Irisys officials say its Queue Management system enhances the results of WFM. Comprised of infrared queue monitoring detectors installed over checkout lanes, the technology monitors and counts the number of people entering and leaving the retail outlet. The company’s Predictive Algorithm software uses this information to calculate how many checkouts will be needed within 15 or 30 minutes to meet that service level.

Triggered by body heat, the detectors monitor people behavior and count the number of customers in the checkout line. This real-time queuing data can be displayed on video dashboard monitors or a mobile PDA device, giving store managers a visual status on current checkout performance, and raising alerts if they are delivering defined minimum service levels.

Called the Irisys Till Scheduler Tool, the solution leverages historical CRM and sales data and information collected by the infrared sensors. Irisys officials say this helps managers anticipate busy or slow periods approximately four to six weeks in advance and ensure appropriate number of workers are available.

Open communications

One way to cap operating costs and still improve operations is to “find ways to get more out of systems that are already in place,” says Kronos’ Moughan. For many supermarket retailers, that includes merging WFM and mobile solutions.

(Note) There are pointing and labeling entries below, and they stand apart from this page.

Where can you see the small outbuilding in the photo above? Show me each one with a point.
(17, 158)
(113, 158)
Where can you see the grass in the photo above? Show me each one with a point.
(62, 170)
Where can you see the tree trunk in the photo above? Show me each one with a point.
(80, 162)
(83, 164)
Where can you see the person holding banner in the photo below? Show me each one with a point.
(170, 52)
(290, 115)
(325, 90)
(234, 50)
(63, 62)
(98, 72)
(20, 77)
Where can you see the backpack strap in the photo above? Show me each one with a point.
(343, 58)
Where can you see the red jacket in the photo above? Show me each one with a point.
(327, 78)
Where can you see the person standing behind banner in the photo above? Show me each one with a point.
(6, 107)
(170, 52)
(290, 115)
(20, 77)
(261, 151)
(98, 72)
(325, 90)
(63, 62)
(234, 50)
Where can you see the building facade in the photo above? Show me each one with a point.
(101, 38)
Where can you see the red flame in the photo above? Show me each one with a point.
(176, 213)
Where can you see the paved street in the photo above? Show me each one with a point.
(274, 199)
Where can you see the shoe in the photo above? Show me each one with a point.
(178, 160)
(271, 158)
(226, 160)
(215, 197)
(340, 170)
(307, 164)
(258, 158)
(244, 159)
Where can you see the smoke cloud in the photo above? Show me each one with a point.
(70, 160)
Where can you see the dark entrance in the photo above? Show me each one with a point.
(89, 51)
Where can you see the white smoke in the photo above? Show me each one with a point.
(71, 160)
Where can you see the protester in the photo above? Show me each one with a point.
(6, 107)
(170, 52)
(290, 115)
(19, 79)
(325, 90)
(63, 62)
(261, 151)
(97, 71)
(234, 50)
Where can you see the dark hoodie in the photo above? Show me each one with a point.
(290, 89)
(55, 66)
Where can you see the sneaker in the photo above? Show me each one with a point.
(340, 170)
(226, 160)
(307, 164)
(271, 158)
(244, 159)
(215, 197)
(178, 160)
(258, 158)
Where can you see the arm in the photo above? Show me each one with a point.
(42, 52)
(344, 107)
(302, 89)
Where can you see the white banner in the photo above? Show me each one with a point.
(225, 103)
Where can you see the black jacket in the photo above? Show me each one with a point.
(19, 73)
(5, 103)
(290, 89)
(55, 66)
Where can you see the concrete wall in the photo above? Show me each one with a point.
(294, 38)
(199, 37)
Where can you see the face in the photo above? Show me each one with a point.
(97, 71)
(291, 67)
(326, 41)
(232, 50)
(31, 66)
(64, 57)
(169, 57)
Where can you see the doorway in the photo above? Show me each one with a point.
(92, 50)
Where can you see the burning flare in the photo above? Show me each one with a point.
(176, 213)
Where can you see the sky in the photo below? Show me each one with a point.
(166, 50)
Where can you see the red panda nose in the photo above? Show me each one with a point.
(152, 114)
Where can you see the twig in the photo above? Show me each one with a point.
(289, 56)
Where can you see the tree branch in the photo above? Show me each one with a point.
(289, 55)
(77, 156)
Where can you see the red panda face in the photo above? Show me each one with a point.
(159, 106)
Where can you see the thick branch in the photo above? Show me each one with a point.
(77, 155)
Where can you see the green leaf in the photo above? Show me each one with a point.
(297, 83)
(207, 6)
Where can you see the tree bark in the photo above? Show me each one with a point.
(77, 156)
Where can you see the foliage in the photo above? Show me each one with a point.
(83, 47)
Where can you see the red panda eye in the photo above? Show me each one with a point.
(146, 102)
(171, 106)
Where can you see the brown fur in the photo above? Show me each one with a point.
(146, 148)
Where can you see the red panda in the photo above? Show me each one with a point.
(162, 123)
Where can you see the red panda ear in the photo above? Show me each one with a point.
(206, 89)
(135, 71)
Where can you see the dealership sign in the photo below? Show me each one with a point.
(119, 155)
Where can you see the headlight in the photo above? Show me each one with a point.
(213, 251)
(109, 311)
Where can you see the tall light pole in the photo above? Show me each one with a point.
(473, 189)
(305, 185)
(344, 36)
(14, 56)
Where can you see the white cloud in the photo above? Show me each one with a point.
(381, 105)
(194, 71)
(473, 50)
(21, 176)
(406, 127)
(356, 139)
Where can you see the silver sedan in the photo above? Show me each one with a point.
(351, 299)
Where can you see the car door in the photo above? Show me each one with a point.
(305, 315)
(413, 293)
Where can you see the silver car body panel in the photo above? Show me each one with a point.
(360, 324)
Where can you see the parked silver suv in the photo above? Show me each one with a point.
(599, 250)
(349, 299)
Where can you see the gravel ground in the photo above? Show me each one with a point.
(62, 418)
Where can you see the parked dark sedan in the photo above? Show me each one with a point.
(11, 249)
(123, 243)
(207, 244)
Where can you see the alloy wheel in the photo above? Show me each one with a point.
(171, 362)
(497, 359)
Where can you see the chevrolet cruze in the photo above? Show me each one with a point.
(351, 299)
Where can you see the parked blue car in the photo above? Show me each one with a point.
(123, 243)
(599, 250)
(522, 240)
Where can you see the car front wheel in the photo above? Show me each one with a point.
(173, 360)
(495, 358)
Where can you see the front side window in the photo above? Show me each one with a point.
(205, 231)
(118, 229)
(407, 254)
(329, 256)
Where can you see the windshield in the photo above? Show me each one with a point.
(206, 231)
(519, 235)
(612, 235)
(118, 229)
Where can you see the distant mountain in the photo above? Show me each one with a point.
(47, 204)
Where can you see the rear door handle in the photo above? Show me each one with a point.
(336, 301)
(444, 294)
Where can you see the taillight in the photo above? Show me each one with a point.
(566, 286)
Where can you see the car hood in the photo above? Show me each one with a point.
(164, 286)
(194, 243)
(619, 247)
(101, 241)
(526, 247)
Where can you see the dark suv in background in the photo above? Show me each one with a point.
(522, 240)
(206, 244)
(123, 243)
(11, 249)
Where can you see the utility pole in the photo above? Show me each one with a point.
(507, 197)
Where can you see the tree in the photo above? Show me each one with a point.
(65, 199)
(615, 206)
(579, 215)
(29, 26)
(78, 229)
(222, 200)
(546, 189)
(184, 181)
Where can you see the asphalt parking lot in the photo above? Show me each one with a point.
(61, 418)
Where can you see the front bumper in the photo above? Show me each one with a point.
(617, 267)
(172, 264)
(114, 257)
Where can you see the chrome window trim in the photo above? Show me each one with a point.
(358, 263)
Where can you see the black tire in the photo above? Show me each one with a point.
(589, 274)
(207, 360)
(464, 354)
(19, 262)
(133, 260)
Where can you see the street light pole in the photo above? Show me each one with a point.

Currently, the retail industry as a whole is not using smartphone-based notifications to change the landscape of WFM. However, grocers know there are plenty of opportunities to embrace mobile platforms to manage their employees on an interactive level.

“The workforce is one of the retailer’s greatest assets, especially since this is their direct line of communication to consumers,” says Moughan. “By finding ways to engage mobile solutions, retailers can improve the employee and consumer experience and even position themselves as an employer of choice in a very competitive marketplace.”

By using Kronos’ Workforce Mobile platform, which is available on BlackBerry, iPhone and Android smartphones and other mobile devices, retailers can extend the value of their scheduling solution. It allows managers to see and respond to potential workforce management issues, while employees can perform time management tasks and submit requests. Two areas where it is sharpening its expertise: identifying turnover and absenteeism.

Filling shifts

It is the nature of the retail business that part-timers call out sick mere hours before their shifts begin. By adding Kronos’ mobile platform to the mix, grocers can quickly compile a list of employees who can fill the shift and send out a text or an automated Interactive Voice Response (IVR) message. By texting  a response or pressing “1” to accept the shift, or “2” to decline an IVR message, “managers and employees can take advantage of real-time information and manage operations directly through their mobile device,” says Moughan.

RedPrairie also helps grocers expand their mobile strategies with its employee self-service platform. The solution enables employees to confirm their work schedules, check hours worked, submit time-off requests, and receive other job-related information with a secure, user-friendly Web portal interface. The solution also allows employees to access work schedules through WAP-enabled mobile devices.

“There is interest and changes in how retailers are looking at mobile,” says Jeff Brownell, RedPrairie’s director of product management. “Concerned with retaining their workforce, retail clients have embraced employee self-service. Retailers see it as a better way to interact with employees, and the concept benefits both the workers and the store.”